The fiduciary duty that partners owe one another does not encompass a duty to remain partners or else answer in tort damages. Nonetheless, Bohatch and several distinguished legal scholars urge this Court to recognize that public policy requires a limited duty to remain partners — i.e., a partnership must retain a whistleblower partner. They argue that such an extension of a partner’s fiduciary duty is necessary because permitting a law firm to retaliate against a partner who in good faith reports suspected overbilling would discourage compliance with rules of professional conduct and thereby hurt clients.
While this argument is not without some force, we must reject it. A partnership exists solely because the partners choose to place personal confidence and trust in one another. See Holman, 522 P.2d at 524 (“The foundation of a professional relationship is personal confidence and trust.”). Just as a partner can be expelled, without a breach of any common law duty, over disagreements about firm policy or to resolve some other “fundamental schism,” a partner can be expelled for accusing another partner of over-billing without subjecting the partnership to tort damages. Such charges, whether true or not, may have a profound effect on the personal confidence and trust essential to the *547partner relationship.
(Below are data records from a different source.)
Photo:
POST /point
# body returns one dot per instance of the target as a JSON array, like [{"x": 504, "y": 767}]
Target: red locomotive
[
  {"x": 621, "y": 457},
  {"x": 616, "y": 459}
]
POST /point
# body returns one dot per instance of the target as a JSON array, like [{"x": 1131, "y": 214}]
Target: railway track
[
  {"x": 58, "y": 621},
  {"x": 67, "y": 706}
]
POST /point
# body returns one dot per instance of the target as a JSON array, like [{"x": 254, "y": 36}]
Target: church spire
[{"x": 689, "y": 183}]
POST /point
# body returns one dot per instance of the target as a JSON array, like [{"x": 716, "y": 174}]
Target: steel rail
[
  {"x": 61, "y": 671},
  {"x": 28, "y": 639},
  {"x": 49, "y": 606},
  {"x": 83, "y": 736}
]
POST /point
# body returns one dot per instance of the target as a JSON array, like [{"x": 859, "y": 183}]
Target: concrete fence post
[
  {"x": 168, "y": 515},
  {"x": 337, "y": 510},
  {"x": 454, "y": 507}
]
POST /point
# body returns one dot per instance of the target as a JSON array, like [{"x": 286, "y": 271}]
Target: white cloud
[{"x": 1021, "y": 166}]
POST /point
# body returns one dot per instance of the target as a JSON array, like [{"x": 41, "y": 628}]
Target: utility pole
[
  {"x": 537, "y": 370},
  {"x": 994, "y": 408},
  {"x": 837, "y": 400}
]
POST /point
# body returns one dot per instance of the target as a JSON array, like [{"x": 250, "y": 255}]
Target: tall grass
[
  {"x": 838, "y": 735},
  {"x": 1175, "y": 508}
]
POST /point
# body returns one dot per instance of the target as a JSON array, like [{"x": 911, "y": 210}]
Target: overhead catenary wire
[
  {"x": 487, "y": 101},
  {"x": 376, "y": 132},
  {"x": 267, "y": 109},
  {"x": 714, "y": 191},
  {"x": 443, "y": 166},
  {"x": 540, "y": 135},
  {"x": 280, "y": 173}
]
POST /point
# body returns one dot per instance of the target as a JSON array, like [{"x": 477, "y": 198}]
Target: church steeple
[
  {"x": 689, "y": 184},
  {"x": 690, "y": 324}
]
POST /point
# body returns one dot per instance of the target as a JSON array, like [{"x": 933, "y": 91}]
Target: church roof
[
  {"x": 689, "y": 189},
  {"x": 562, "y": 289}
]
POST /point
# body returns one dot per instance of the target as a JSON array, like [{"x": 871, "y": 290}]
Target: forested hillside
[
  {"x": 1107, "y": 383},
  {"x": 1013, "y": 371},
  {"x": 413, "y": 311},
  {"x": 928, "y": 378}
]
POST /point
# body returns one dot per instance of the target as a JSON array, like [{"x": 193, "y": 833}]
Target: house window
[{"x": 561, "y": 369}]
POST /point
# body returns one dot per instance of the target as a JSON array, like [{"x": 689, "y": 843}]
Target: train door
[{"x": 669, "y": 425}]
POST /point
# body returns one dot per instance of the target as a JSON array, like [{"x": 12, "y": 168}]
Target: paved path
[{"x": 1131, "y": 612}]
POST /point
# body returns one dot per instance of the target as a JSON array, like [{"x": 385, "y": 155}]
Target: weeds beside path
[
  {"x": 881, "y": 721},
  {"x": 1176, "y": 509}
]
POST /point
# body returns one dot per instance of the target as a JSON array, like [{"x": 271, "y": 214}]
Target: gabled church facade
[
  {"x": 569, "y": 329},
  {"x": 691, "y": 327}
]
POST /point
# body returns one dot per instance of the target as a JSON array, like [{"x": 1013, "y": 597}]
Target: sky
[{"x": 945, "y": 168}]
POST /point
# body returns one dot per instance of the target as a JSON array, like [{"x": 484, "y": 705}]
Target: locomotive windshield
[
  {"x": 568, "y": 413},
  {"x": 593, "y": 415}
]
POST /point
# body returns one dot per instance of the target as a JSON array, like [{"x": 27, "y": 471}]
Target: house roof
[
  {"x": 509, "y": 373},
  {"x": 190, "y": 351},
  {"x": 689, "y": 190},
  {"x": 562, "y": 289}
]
Once such charges are made, partners may find it impossible to continue to work together to their mutual benefit and the benefit of their clients.
We are sensitive to the concern expressed by the dissenting Justices that “retaliation against a partner who tries in good faith to correct or report perceived misconduct virtually assures that others will not take these appropriate steps in the future.” 977 S.W.2d at 561 (Spector, J., dissenting). However, the dissenting Justices do not explain how the trust relationship necessary both for the firm’s existence and for representing clients can survive such serious accusations by one partner against another. The threat of tort liability for expulsion would tend to force partners to remain in untenable circumstance — suspicious of and angry with each other — to their own detriment and that of their clients whose matters are neglected by lawyers distracted with intra-firm frictions.
Although concurring in the Court’s judgment, Justice Hecht criticizes the Court for failing to “address amici’s concerns that failing to impose liability will discourage attorneys from reporting unethical conduct.” 977 S.W.2d at 556 (Hecht, J., concurring). To address the scholars’ concerns, he proposes that a whistleblower be protected from expulsion, but only if the report, irrespective of being made in good faith, is proved to be correct. We fail to see how such an approach encourages compliance with ethical rules more than the approach we adopt today. Furthermore, the amici’s position is that a reporting attorney must be in good faith, not that the attorney must be right. In short, Justice Hecht’s approach ignores the question Bohatch presents, the amici write about, and the firm challenges — whether a partnership violates a fiduciary duty when it expels a partner who in good faith reports suspected ethical violations. The concerns of the amici are best addressed by a rule that clearly demarcates an attorney’s ethical duties and the parameters of tort liability, rather than redefining “whistleblower.”
We emphasize that our refusal to create an exception to the at-will nature of partnerships in no way obviates the ethical duties of lawyers. Such duties sometimes necessitate difficult decisions, as when a lawyer suspects overbilling by a colleague. The fact that the ethical duty to report may create an irreparable schism between partners neither excuses failure to report nor transforms expulsion as a means of resolving that schism into a tort.
We hold that the firm did not owe Bohatch a duty not to expel her for reporting suspected overbilling by another partner.
III. BREACH OF THE PARTNERSHIP Agreement
The court of appeals concluded that the firm breached the partnership agreement by reducing Bohatch’s tentative distribution for 1991 to zero without the requisite notice. 905 S.W.2d at 606. The firm contests this finding on the ground that the management committee had the right to set tentative and year-end bonuses. However, the partnership agreement guarantees a monthly draw of $7,500 per month regardless of the tentative distribution. Moreover, the firm’s right to reduce the bonus was contingent upon providing proper notice to Bohatch. The firm does not dispute that it did not give Bohatch notice that the firm was reducing her tentative distribution. Accordingly, the court of appeals did not err in finding the firm hable for breach of the partnership agreement. Moreover, because Bohateh’s damages sound in contract, and because she sought attorney’s fees at trial under section 38.001(8) of the Texas Civil Practice and Remedies Code, we affirm the court of appeals’ award of Bohatch’s attorney’s fees.
[[Image here]]
We affirm the court of appeals’ judgment.
HECHT, Justice, filed a concurring opinion. SPECTOR, Justice, filed a dissenting opinion, in which PHILLIPS, Chief Justice, joined.